|Dr. Harlan M. Krumholz
Image source: Yale University
Hospital 30-day death rates decreased significantly for Medicare patients hospitalized for MI, as did the variation in the rate between hospitals, according to a study in the Aug. 19 issue of the Journal of American Medical Association.
“Over the last two decades, healthcare professional, consumer and payor organizations have sought to improve outcomes for patients hospitalized with acute MI,” the authors wrote. “However, little has been known about whether hospitals have been achieving better short-term mortality rates for acute MI or if there has been a reduction in between-hospital variation in short-term mortality rates.”
Harlan M. Krumholz, MD, of Yale University School of Medicine in New Haven, Conn., and colleagues examined the 30-day risk-standardized mortality rates in acute-care U.S. hospitals between 1995 and 2006 for Medicare patients, 65 years or older (average age, 78 years) who were hospitalized with an acute MI. The study included data on 3.2 million discharges in 2.76 million patients.

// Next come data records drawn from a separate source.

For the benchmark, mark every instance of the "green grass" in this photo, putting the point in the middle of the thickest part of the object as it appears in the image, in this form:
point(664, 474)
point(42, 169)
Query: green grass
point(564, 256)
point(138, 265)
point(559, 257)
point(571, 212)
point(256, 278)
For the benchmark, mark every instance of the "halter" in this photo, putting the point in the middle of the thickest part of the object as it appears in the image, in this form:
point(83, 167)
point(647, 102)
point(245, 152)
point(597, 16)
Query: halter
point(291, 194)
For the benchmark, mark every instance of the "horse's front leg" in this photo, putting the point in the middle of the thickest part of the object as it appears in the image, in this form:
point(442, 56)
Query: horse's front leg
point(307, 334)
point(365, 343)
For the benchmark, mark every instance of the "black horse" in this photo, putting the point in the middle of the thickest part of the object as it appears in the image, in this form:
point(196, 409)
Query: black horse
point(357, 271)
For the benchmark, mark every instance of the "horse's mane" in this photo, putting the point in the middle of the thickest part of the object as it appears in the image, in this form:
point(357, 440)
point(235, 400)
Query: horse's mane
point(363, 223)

The researchers found that the all-cause and in-hospital death rates decreased over the study period. “The 30-day mortality rate decreased from 18.9 percent in 1995 to 16.1 percent in 2006, and in-hospital mortality decreased from 14.6 percent to 10.1 percent,” they wrote. “In contrast, the 30-day mortality rate for all other conditions was 9 percent in 1995 and 8.6 percent in 2006.”
According to the authors, the risk-standardized mortality rates, which take into account the differences in the types of patients across hospitals and is currently being used by the Centers for Medicare & Medicaid Services (CMS) to profile hospital performance, decreased from 18.8 percent in 1995 to 15.8 percent in 2006, and a reduction in between-hospital differences in mortality rates was also observed.
“Between 1995 and 2006, the risk-standardized mortality rates for patients admitted with acute MI showed a marked and significant decrease, as did between-hospital variation,” Krumholz and colleagues concluded. “Although the cause of the reduction cannot be determined with certainty, this finding may reflect the success of the many individuals and organizations dedicated to improving care during this period.”